Saturday, August 29, 2015

Kindred Spirits.

Kindred Spirits.  Yes, that is who teaches in the classrooms in my school.  We've made it through the first three days, aka the first week, and have wandered in and out of each others' classrooms, noticing structure, behavior plans, classroom goals, organization techniques, and room arrangements.  

We all know that creating a streamlined, attractive, and well-communicated learning environment for our students makes the rest of the job so much easier.  

Last year, I touted the wonderful influence of the characters at A Lunch.  This year, the dynamic group has been split up -- with some of us actually assigned to cafeteria during the coveted A Lunch slot. It's not bad, it's just different.  And those of us who no longer eat together realize that lunch is not the only time to connect with colleagues, once you realize who is in the building before or after school - for that is when the unhurried collaboration takes place.

The green chairs, aka the INNER CIRCLE,  have unwittingly called to other teachers as they've walked down the English wing hallway, the neon green beckoning them to enter.  I think the green is bright and cheery, and am confident that my quest to get 26 matching chairs by visiting 11 CVS stores in 2 counties has been worth every minute of my time.  The green chairs are my current research project -- and my colleagues are individually trying "something new" in their rooms as well.  For some, it's new technology, for others it's encouraging inquiry, and still others are working to improve executive function and communication skills of students. 

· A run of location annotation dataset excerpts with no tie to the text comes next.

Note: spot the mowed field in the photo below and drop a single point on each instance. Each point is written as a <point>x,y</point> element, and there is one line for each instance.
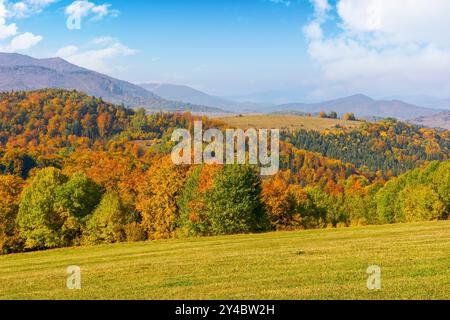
<point>287,122</point>
<point>320,264</point>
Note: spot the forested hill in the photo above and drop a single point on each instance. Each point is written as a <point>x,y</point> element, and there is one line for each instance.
<point>56,118</point>
<point>76,170</point>
<point>384,146</point>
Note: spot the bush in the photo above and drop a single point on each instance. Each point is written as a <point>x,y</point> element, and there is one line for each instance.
<point>134,232</point>
<point>234,202</point>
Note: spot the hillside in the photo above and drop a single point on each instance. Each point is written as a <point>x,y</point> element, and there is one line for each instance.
<point>362,106</point>
<point>190,95</point>
<point>440,120</point>
<point>323,264</point>
<point>24,73</point>
<point>389,146</point>
<point>289,122</point>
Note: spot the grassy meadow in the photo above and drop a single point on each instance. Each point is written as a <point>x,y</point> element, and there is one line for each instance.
<point>288,122</point>
<point>317,264</point>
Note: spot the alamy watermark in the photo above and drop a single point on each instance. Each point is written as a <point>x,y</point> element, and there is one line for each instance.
<point>235,147</point>
<point>74,278</point>
<point>374,280</point>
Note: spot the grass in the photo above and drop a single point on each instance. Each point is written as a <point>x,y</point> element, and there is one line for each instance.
<point>288,122</point>
<point>319,264</point>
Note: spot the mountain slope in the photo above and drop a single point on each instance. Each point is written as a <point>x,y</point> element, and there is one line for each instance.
<point>440,120</point>
<point>188,94</point>
<point>363,106</point>
<point>20,72</point>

We can't all try everything at once.  We get that.  The cool thing is that we respect and communicate with each other, sharing success stories, and offering encouragement through our enthusiasm.  I know that I fail, miserably, at the whole classroom structure thing.  I can barely keep my own desk clean, let alone track the belongings left behind by the dwellers in my room.  

So right now, I am queen of the chairs. I can talk about their value, and their success.  Down the hall is the most amazing Mindmap of the Odyssey, created by a few English teachers one afternoon, because of the sheer love of the story, and the desire to draw students in with a visual representation of the journey.  Upstairs, the science department works to create an environment/lab similar to the real world organizational structure of labs inhabited by professional researchers.  

If we all taught the same, it would be a boring place, and there would be little to discuss at lunch.  Instead, the Spirits call, silently, to connect colleagues at the exact moment they need connecting, offering the perfect tip or strategy to improve a struggling situation.

It's all about listening for the whisper.